Question

How To Decide Which Software To Use For Building Automated Ngs Analysis Pipeline

27

Entering edit mode

13.7 years ago

Mcmahanl ▴ 300

There are so many software available for building automated NGS analysis pipeline, how one decide on which one to use. For examples, listing below are some of the software I have come across:

And any other software that I should look into?

next-gen sequencing pipeline sequencing • 12k views

ADD COMMENT • link updated 12.4 years ago by Jeremy Leipzig 22k • written 13.7 years ago by Mcmahanl ▴ 300

0

Entering edit mode

Sometimes the solution is to be be aware of only one these ;-) . Now in all seriousness thanks for listing all these examples, this will be a great resource.
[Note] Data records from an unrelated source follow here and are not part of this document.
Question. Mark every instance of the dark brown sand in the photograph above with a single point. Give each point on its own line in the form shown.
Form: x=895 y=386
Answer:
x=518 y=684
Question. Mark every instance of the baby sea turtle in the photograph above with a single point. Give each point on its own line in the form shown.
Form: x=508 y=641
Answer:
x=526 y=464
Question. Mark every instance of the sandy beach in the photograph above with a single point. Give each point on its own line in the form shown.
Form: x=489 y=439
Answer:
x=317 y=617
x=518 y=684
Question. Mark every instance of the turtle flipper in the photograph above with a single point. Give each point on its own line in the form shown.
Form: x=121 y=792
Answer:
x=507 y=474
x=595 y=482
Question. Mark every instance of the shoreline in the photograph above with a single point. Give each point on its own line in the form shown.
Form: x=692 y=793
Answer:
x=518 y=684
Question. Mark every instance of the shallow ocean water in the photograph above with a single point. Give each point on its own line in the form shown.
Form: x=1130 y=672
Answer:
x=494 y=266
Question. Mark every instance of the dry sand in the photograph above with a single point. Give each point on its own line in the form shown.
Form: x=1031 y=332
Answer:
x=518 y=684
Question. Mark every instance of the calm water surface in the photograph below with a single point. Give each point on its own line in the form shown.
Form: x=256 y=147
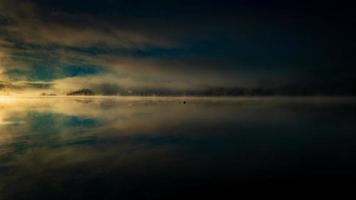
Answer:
x=148 y=148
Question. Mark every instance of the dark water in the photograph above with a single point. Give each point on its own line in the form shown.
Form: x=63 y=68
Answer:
x=158 y=148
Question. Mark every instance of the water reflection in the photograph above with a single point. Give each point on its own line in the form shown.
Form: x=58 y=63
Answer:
x=70 y=148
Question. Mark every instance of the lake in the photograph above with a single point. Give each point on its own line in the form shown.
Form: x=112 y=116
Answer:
x=160 y=147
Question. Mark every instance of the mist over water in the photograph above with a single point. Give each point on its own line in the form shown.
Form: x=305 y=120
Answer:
x=105 y=148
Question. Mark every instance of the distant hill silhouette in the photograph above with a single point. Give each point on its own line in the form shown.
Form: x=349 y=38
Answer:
x=85 y=92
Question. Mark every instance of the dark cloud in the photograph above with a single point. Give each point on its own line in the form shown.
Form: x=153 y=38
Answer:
x=186 y=42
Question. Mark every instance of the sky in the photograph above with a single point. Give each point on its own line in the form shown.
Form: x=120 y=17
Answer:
x=64 y=45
ADD REPLY • link 13.7 years ago by Istvan Albert 101k

0

Entering edit mode

Check out https://github.com/LPM-HMS/COSMOS2

ADD REPLY • link 7.8 years ago by egafni ▴ 30

score 10 · Answer 1 · 2011-03-28

I have experience with shell script based pipelines and Galaxy. While Galaxy provides a great front end for making pipelines, I have found it slower for running the tasks. One serious drawback with Galaxy is that it stores results at every intermediate step in all their full uncompressed glory. This, I am sure, partly accounts for the slowdown as the disk writing activity is heavy. Also, it leads to filling up of drives which can be an issue in itself especially if you are doing a lot of analyses.

Shell scripts can be really flexible and powerful but they are not as user-friendly although I am sure any kind of scripting language could deliver similar results.

score 6 · Answer 2 · 2011-03-28

6

Entering edit mode

13.7 years ago

Ryan Dale 5.0k

I write many of my NGS pipelines using Ruffus. It's really easy to run tasks in parallel. Simple pipelines are correspondingly simple to write, but at the same time it's rich enough to support very complex pipelines, too (e.g., http://www.ruffus.org.uk/gallery.html).

ADD COMMENT • link 13.7 years ago by Ryan Dale 5.0k

score 6 · Answer 3 · 2011-03-29

From what I have heard, for NGS Galaxy is the most widely used generic pipeline. Nonetheless, I guess more people are building their own pipelines from scratch. IMHO, the difficulty of using generic pipeline comes from the difference between parallelization environments. It is pretty easy if everything runs on the same node, but LSF/SQE/PBS and the different configurations (e.g. memory and runtime limitation) make things messy.

If you are the only users of your cluster and have full control, using a generic pipeline may be not hard. A friend of mine builds a private cloud and uses Galaxy. Everything runs smoothly. If you are using nodes part of a huge cluster, probably writing your own pipeline is easier. When you can control your pipeline, you can also avoid inefficient parts easily as is mentioned by Farhat. You know, implementing an initial pipeline is not that difficult. It will take time to purify it, but the same is true if you use generic pipeline frameworks.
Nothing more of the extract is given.